Slamet meraba-raba dagunya yang berjenggot pendek, belum setengah senti karena baru seminggu yang lalu dicukurnya. Dia memutar otak. Kejadian yang amat menarik, juga berahasia. Ataukah hanya kebetulan saja? Kebetulan saja Pak Kurdo mengajukan pertanyaan yang sama dengan pertanyaan yang diajukan oleh Rawit dan Picis? Dan kenapa Rawit dan Picis berusaha keras mengetahui keadaan Sekarsih? Sampai bertanya-tanya tentang Pak Loka diwarung Pak Madi?

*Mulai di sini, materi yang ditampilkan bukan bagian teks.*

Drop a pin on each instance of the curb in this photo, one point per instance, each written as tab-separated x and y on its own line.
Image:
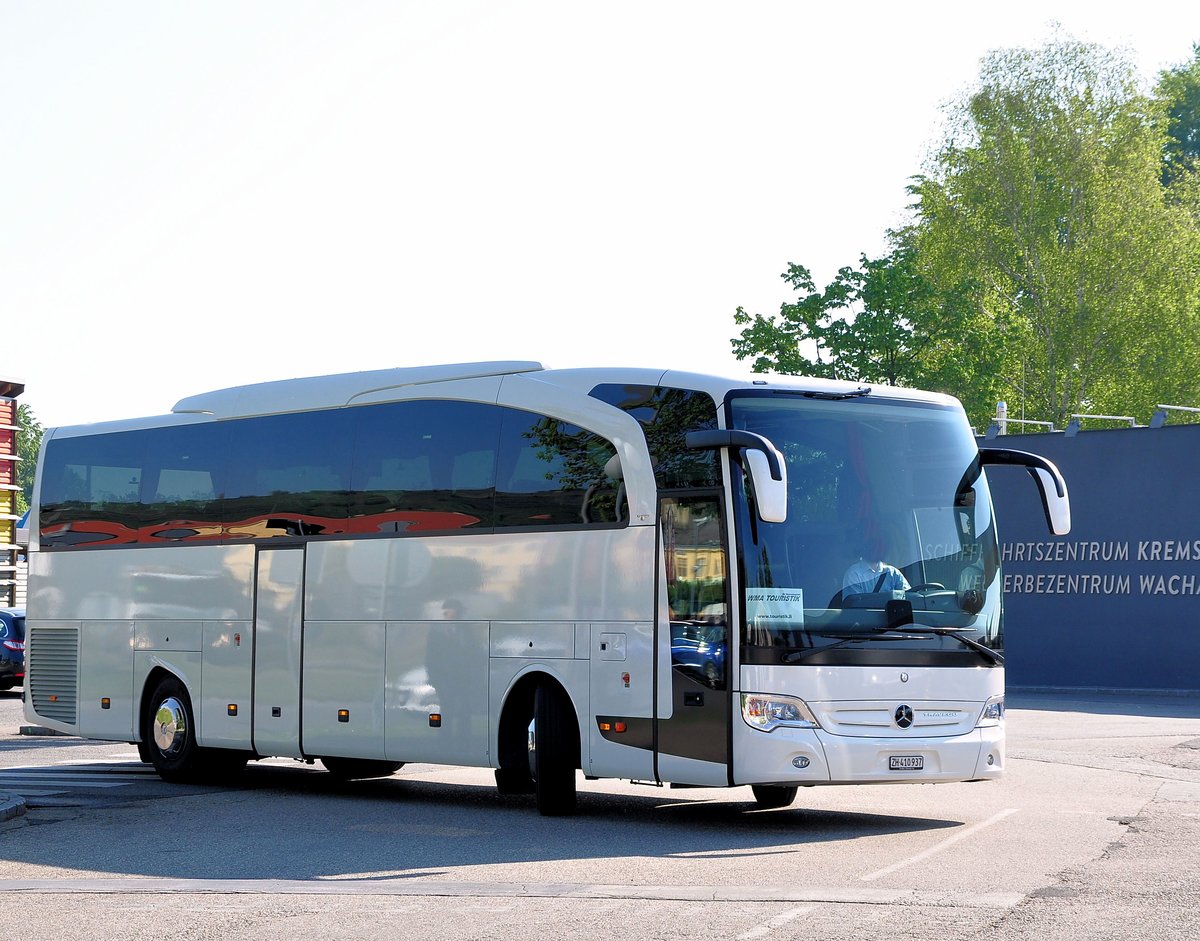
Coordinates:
11	807
40	730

Tak mungkin hal ini mereka lakukan kalau hanya berdasarkan tertarik akan kecantikan Sekarsih saja. Seakan-akan mereka hendak menyelidiki riwayat Sekarsih!
"Mas Slamet, kenapa melamun?"
Tiba-tiba Sekarsih bertanya. Slamet kaget, menoleh tersenyum dan menjawab.
"Ah, tidak apa-apa, Sih. Hanya pesanku, mulai sekarang berhati-hatilah kau jangan pergi jauh meninggalkan rumah seorang diri. Lebih baik bersama Pak Loka. Sekarang banyak berkeliaran orang-orang jahat"
"Hemmm, kalau aku tidak salah"
Yang jahat seperti itu hanyalah orang-orang kota saja"
Selama hidupku di pantai tak pernah ada orang-orang sejahat mereka..."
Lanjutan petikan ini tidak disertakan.